Frequently Asked Questions
How do I make my AI agent remember previous conversations?
Add a Memory node to your AI Agent. For testing, use Simple Memory which stores history in n8n’s memory during execution.
For production, use Postgres Chat Memory or Redis Chat Memory which persist conversations across sessions.
The key is the Session ID parameter. Use a consistent ID per user or conversation (like user_123_conv_456) so the agent loads the correct history. Without memory, every message starts a new conversation with no context.
Why does my agent keep calling the same tool repeatedly in a loop?
This happens when the tool returns results the agent doesn’t understand or can’t use to make progress.
Check three things:
- Verify the tool returns clear, actionable data
- Ensure your prompt explains how to interpret tool results and when the task is complete
- Add a maximum iteration limit in your chat model settings if available
The agent loop continues until the LLM decides the goal is achieved.

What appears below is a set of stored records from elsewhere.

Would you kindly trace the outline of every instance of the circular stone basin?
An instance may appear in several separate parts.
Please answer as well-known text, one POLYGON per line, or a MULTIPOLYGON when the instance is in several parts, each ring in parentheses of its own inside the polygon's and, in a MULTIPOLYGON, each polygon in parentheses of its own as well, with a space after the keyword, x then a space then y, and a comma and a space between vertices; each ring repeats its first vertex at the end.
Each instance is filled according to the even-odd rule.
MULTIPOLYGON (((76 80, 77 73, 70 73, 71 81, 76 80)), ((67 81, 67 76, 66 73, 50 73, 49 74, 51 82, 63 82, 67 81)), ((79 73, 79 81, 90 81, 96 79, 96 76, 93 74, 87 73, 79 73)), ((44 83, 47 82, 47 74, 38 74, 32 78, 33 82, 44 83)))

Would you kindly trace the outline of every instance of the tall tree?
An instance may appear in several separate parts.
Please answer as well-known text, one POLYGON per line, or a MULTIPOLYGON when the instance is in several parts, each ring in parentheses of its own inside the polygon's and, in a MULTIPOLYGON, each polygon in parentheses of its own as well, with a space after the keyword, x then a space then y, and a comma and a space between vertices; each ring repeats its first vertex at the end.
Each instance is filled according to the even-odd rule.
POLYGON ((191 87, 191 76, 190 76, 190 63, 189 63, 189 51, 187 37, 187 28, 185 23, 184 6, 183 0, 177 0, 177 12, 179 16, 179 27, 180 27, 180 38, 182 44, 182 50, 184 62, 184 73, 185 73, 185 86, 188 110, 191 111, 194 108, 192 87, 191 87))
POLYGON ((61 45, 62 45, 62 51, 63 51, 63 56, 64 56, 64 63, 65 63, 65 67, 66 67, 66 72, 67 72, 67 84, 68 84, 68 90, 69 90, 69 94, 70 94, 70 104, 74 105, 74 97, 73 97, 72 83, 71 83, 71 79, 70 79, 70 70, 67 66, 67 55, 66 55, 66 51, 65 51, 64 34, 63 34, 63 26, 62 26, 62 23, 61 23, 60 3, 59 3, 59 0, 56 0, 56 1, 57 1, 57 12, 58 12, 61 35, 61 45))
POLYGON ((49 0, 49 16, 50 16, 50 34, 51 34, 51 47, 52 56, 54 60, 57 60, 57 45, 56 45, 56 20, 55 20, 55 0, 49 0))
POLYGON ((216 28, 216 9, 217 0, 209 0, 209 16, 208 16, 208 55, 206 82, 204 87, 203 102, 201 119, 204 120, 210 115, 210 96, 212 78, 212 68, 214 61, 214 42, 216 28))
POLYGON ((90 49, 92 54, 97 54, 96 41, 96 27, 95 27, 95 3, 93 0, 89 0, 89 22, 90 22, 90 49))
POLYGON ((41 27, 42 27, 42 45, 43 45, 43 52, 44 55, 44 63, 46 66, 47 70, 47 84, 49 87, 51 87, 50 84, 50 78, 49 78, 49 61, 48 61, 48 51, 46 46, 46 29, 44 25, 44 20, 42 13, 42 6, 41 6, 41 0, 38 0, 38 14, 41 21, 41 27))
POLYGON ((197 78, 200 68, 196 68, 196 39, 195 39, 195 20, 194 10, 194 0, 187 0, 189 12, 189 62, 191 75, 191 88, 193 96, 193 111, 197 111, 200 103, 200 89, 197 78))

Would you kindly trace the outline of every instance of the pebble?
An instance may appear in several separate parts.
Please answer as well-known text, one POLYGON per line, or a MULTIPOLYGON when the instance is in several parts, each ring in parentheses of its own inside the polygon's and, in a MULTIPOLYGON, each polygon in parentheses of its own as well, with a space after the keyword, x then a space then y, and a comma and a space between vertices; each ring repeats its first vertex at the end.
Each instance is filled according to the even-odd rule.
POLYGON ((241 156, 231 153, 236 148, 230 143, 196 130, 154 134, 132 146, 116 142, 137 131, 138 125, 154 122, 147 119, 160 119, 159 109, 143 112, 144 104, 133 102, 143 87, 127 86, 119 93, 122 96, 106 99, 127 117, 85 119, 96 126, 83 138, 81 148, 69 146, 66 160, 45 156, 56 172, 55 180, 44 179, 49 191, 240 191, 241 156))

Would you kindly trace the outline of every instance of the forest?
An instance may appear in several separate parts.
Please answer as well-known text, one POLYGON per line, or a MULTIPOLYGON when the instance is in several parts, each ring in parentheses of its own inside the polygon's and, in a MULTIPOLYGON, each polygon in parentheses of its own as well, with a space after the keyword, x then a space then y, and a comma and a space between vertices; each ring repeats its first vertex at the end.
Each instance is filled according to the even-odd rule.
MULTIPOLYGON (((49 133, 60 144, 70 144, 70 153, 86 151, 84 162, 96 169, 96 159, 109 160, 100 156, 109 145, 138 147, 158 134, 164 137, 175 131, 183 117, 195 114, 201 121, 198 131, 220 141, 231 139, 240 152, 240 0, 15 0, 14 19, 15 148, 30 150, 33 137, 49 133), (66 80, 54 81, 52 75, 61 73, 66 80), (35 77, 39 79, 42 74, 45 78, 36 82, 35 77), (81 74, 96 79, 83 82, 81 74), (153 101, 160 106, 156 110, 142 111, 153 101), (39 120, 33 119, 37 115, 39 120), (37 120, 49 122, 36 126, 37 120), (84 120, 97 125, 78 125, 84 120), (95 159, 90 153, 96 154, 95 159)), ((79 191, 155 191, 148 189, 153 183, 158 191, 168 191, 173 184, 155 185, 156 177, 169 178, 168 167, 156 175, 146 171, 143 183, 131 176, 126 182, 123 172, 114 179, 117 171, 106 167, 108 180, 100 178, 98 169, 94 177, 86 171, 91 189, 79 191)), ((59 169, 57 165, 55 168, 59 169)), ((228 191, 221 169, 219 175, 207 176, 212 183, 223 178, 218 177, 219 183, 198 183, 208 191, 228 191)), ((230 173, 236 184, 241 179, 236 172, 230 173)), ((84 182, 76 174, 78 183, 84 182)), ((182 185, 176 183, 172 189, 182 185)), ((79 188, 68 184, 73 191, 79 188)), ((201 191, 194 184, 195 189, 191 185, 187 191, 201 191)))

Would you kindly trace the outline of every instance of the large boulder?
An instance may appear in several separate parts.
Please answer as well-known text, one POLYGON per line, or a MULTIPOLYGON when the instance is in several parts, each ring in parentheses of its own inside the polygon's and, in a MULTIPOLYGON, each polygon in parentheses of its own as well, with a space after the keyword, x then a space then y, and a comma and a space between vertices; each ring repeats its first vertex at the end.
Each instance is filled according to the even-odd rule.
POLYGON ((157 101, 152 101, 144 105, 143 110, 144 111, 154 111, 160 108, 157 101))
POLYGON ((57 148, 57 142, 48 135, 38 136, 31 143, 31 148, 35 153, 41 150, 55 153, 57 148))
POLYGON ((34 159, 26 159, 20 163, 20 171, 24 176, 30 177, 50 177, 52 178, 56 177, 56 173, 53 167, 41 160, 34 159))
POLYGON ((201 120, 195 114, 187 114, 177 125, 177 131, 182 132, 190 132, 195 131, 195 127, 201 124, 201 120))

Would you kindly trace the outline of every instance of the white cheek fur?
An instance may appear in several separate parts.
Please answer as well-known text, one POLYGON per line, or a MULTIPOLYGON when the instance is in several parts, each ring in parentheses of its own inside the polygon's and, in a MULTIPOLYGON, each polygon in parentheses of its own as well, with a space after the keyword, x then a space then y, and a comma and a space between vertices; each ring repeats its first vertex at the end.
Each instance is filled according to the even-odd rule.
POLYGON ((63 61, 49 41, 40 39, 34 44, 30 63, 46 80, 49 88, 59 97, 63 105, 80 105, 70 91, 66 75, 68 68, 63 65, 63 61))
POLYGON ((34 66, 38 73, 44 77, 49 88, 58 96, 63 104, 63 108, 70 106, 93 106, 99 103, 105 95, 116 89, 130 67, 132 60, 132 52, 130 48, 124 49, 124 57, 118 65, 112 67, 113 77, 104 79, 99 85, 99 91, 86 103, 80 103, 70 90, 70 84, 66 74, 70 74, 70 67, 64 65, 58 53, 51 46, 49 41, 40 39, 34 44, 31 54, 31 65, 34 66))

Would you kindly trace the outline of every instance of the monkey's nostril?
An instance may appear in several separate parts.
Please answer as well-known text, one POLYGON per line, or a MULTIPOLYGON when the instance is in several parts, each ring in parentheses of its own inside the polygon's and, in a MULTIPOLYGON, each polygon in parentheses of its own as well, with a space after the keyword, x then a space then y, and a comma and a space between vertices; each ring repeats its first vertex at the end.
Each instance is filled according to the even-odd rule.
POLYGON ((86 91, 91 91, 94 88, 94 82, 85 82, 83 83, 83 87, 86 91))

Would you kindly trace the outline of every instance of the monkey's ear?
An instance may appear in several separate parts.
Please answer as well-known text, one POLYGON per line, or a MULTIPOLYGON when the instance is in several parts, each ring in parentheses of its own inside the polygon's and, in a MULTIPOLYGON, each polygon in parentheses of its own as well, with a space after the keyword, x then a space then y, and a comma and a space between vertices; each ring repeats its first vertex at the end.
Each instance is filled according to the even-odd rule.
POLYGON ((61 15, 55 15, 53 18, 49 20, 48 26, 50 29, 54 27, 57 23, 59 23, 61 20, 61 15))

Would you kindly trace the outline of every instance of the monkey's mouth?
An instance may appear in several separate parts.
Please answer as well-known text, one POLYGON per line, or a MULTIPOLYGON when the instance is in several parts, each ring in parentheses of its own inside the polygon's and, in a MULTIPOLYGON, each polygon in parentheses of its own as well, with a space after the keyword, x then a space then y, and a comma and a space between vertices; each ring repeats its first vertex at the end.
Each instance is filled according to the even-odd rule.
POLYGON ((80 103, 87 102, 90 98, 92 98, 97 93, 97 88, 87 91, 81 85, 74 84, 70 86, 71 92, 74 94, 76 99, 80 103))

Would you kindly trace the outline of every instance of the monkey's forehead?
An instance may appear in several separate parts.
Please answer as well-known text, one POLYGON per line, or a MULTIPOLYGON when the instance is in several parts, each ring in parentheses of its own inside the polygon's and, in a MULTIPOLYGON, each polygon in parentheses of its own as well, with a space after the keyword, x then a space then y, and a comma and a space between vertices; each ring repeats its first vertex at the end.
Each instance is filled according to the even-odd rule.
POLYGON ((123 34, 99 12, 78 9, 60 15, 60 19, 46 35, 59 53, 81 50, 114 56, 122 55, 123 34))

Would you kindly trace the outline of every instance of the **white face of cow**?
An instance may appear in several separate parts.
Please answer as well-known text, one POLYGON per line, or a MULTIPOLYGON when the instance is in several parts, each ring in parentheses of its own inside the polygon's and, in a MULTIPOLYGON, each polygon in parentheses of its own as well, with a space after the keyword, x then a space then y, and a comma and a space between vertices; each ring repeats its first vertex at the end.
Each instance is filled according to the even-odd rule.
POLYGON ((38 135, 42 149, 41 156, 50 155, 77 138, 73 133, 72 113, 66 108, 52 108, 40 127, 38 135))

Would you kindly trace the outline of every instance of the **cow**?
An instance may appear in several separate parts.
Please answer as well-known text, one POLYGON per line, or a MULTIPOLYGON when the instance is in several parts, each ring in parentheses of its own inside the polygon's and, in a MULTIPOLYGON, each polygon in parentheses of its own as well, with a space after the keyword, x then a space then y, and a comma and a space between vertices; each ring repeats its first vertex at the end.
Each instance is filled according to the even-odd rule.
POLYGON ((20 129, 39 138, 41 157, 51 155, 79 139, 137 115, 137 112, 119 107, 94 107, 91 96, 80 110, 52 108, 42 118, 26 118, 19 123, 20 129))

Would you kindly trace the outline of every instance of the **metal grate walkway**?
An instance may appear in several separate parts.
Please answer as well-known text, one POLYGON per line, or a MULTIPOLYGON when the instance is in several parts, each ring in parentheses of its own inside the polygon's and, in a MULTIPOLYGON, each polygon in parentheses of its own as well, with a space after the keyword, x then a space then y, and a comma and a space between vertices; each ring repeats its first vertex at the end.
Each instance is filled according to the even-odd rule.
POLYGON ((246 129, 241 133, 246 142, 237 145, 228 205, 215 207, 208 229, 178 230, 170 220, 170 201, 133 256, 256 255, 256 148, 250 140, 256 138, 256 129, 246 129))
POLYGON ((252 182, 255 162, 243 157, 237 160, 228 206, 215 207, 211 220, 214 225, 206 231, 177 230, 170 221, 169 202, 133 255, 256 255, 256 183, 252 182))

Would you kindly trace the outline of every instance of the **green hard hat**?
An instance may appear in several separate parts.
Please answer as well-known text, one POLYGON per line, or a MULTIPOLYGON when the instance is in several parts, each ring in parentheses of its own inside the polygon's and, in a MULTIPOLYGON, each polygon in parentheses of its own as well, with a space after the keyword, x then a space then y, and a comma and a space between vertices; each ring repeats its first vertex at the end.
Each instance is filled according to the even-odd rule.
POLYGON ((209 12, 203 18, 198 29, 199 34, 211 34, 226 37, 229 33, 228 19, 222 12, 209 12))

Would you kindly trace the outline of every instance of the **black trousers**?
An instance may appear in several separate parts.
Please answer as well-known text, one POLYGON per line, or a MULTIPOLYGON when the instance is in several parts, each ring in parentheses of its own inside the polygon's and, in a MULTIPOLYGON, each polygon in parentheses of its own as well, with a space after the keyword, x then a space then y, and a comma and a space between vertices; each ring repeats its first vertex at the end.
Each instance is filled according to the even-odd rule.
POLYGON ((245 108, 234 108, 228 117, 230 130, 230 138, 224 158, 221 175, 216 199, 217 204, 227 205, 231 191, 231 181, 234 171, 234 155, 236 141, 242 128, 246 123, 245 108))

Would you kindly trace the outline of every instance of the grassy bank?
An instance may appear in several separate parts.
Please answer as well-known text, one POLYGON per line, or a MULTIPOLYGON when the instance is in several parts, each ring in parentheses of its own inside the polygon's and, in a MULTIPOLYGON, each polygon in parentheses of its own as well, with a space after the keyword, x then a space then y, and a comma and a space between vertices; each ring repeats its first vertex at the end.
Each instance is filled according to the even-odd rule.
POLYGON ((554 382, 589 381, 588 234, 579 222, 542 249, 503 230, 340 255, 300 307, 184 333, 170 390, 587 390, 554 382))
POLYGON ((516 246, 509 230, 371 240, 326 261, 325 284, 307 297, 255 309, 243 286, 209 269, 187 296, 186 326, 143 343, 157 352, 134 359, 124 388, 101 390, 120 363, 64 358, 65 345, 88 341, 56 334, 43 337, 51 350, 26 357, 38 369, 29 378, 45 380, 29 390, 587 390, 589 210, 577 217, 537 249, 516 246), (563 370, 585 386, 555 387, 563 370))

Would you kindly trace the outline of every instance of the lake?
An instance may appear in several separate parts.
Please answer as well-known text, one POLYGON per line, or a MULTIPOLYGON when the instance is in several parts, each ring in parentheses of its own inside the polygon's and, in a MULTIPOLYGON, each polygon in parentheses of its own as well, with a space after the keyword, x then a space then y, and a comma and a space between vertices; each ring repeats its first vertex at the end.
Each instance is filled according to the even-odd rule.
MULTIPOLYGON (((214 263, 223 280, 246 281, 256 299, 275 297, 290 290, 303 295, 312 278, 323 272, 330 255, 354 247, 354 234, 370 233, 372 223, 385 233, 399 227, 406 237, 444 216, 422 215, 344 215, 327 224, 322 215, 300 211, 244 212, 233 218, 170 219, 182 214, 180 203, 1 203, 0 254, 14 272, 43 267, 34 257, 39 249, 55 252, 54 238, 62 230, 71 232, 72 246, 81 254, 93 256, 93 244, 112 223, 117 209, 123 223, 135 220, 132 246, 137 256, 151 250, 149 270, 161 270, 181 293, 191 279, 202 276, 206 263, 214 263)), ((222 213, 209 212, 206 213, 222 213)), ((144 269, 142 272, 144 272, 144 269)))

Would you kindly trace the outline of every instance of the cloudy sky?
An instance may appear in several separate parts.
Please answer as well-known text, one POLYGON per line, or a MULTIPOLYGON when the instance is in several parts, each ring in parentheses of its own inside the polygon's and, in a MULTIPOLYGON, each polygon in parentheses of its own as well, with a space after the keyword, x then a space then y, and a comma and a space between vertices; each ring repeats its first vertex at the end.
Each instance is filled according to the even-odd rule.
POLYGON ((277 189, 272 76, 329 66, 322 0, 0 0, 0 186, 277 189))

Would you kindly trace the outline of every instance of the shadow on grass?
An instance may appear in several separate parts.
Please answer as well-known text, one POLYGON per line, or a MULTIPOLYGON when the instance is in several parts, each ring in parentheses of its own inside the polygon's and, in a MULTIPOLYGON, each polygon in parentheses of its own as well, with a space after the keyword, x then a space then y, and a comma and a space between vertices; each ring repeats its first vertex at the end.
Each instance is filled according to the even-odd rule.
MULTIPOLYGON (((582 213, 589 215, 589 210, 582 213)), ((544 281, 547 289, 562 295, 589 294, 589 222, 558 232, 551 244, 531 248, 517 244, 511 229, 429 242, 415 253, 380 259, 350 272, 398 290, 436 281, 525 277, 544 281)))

If it never recognizes completion, it loops forever.
Can I use multiple AI agents in one workflow?
Yes, and this is often the best architecture for complex tasks.
Create separate AI Agent nodes for different responsibilities (one for classification, one for research, one for response generation). Connect them with standard n8n nodes to route data based on the first agent’s output.
You can also use the Workflow tool to let one agent call another agent’s workflow as a sub-routine. This separation of concerns makes debugging easier and failures more isolated.
How do I handle it when the LLM returns unexpected or malformed responses?
Enable Continue On Fail on your AI Agent node so errors don’t crash the workflow.
Add a Code node after the agent to validate the response structure. Check for required fields, reasonable values, and expected formats. If validation fails, route to a fallback response or retry logic.
For structured outputs, use output parsers in your chat model configuration to enforce JSON schemas. Always have a graceful fallback message for when things go wrong.
What’s the best way to limit API costs when using AI agents?
Several strategies work together:
- Limit memory: Use Window Buffer Memory with a small window (5-10 messages) to reduce context sent to the LLM
- Right-size models: Choose the smallest model that handles your use case - often significantly cheaper
- Cache queries: Store responses to frequent identical questions
- Set token limits: Configure maximum tokens in your chat model settings
- Track usage: Add a Code node to log token usage per execution and set up cost alerts
Also consider whether simpler non-agent approaches could handle common cases without LLM reasoning overhead.